A little over two months ago, Seagate completed its acquisition of Samsung’s hard drive division, leaving only three major players in the magnetic storage industry.
Actually, not quite three, as Toshiba remained as well. The problem was that this veritable “David” wasn’t actually in any position to take on what were the three remaining “Goliaths” of this industry. The reality is that Toshiba had been content with a somewhat smaller market share, focusing on notebook and enterprise drives.
This may be about to change, however, as word has it that Western Digital will be providing Toshiba the tools and licenses needed to build consumer grade 3.5″ hard drives. All of this will be in exchange for one of Toshiba’s 2.5″ manufacturing facilities. This industry bartering stems from an order by the European Union directed at Western Digital, stating that they need to make this concession if the Hitachi merger is to go through.

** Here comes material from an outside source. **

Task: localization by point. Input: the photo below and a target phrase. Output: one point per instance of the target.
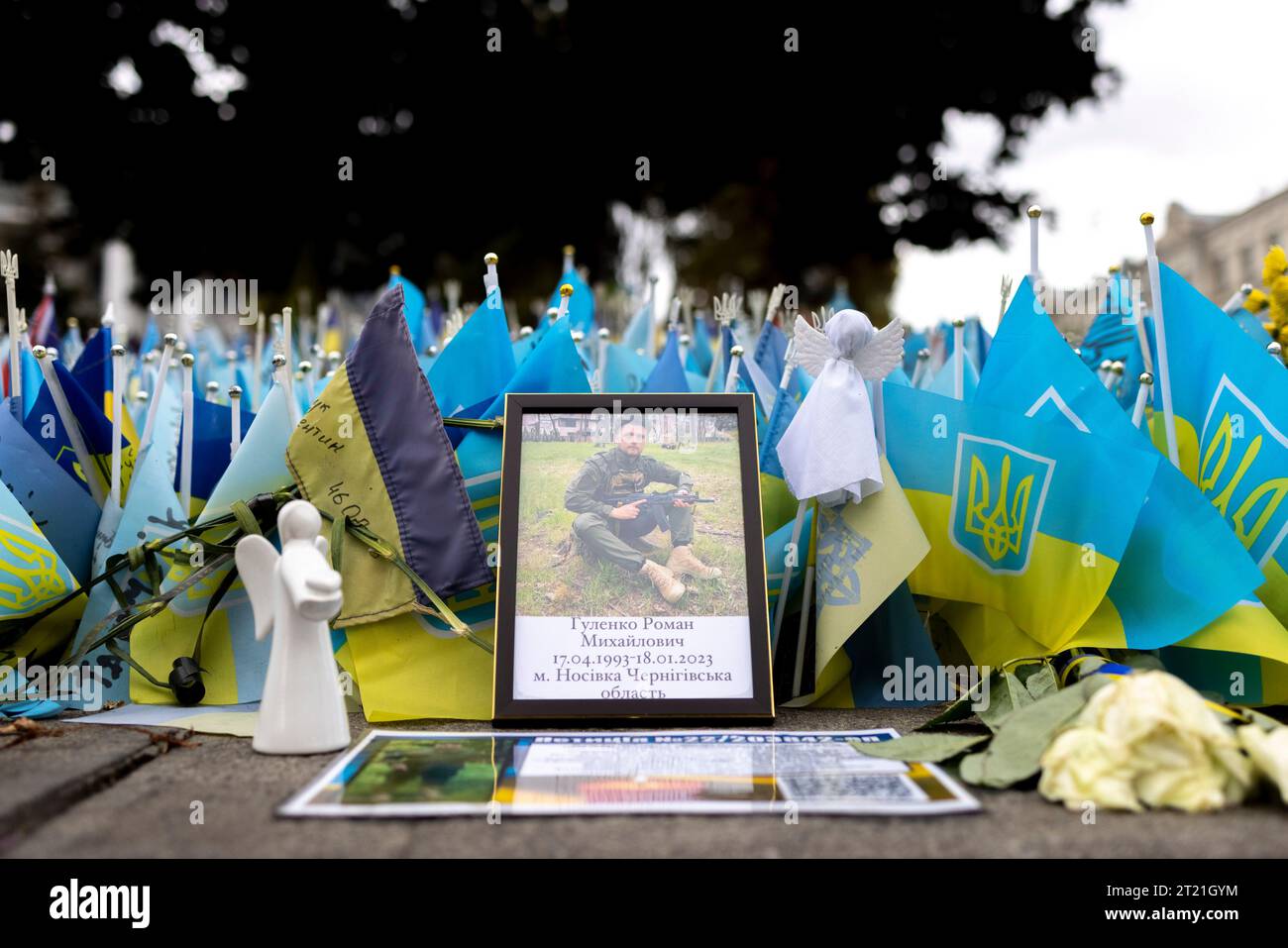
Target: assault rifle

This is actually the first positive news pertaining to the magnetic storage industry we’ve heard in quite some time. It’s true, just as we thought the future of the HDD industry was going to be a potentially precarious duopoly, we find out that this segment will actually hold steady at three strong participants. Not only does such a circumstance mean continued competition for consumers, it also sets the stage for novel and innovative new products, as Toshiba is a brand new player in this game.

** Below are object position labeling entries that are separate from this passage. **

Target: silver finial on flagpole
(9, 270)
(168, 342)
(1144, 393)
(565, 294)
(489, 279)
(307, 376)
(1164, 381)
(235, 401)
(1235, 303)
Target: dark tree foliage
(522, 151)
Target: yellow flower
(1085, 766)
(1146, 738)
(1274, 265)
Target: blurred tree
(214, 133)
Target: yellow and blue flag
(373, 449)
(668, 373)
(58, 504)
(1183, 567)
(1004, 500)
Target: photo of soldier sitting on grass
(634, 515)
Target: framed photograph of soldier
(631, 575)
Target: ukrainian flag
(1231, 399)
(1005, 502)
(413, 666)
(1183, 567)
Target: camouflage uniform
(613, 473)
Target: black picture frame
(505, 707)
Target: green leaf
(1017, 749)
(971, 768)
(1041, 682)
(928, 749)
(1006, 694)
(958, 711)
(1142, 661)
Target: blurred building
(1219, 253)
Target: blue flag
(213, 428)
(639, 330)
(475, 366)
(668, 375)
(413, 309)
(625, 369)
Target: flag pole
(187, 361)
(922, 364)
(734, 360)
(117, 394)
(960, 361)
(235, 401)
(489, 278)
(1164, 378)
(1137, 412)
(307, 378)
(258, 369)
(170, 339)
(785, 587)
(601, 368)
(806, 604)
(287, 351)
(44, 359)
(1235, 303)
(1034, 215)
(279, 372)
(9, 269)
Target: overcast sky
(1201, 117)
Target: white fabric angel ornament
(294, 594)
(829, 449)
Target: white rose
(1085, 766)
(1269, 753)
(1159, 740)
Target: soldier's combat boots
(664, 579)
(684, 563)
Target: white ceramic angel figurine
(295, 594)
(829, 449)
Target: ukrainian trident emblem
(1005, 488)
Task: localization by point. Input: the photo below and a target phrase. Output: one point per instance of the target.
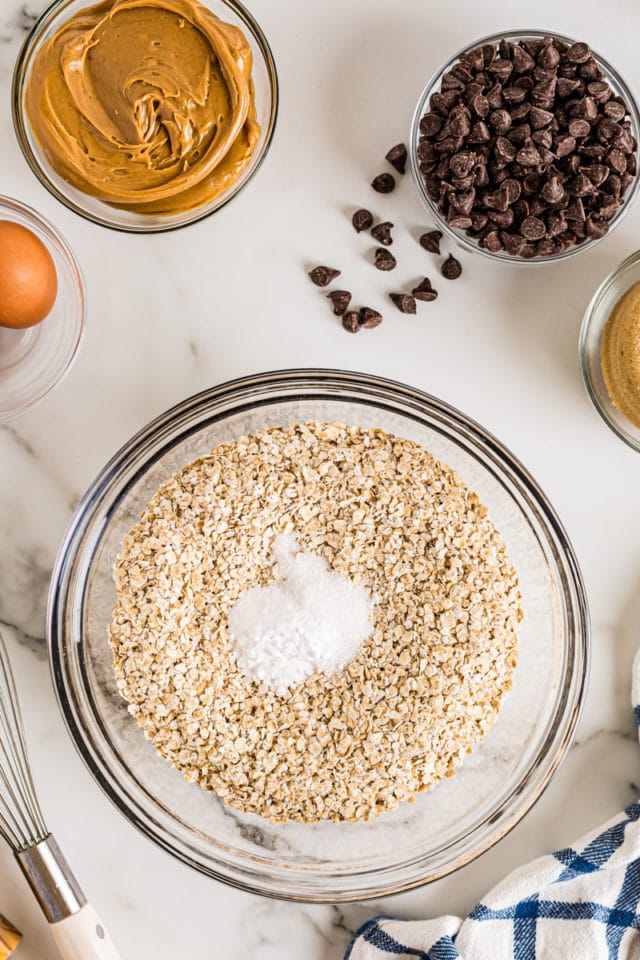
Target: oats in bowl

Indeed, Toshiba has their fingers firmly planted in some other pies that could definitely be of use as they begin their journey in this newly acquired market. What I’m talking about, specifically, is the fact that they’re a major player in the flash memory industry. In fact, it seems that Toshiba will end up being the only HDD manufacturer with a major hand in consumer oriented solid state storage, stemming from the fact that they themselves actually manufacture all the core components of SSDs. Such a situation not only gives Toshiba an instant leg up over their competitors, it also opens the door to more new markets.

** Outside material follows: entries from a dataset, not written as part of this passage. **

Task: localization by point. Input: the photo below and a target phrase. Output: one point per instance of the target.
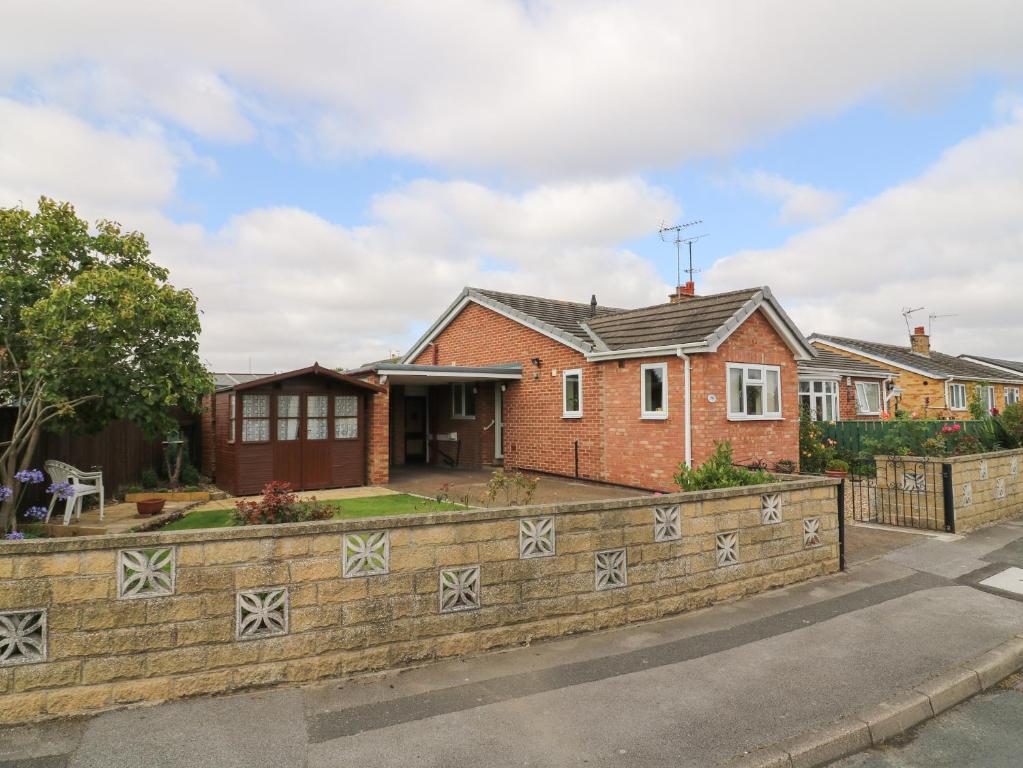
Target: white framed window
(654, 390)
(868, 398)
(346, 417)
(462, 401)
(754, 392)
(572, 394)
(255, 418)
(986, 394)
(819, 397)
(957, 397)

One avenue in particular, that being hybrid drives, seems to be a perfect fit for Toshiba’s new found manufacturing and design capability. This relatively young market segment has been building momentum recently with OCZ’s Revodrive Hybrid (which actually utilizes a Toshiba HDD) and Seagate’s Momentus XT leading the way.
With only two major options for consumers to choose from, the opportunity seems ripe for the introduction of a strong third entry. With any luck, Toshiba will be able to score a hat trick in a market that really is an open net at this point. If they do, they’ll make it virtually impossible for the competition to check them into submission.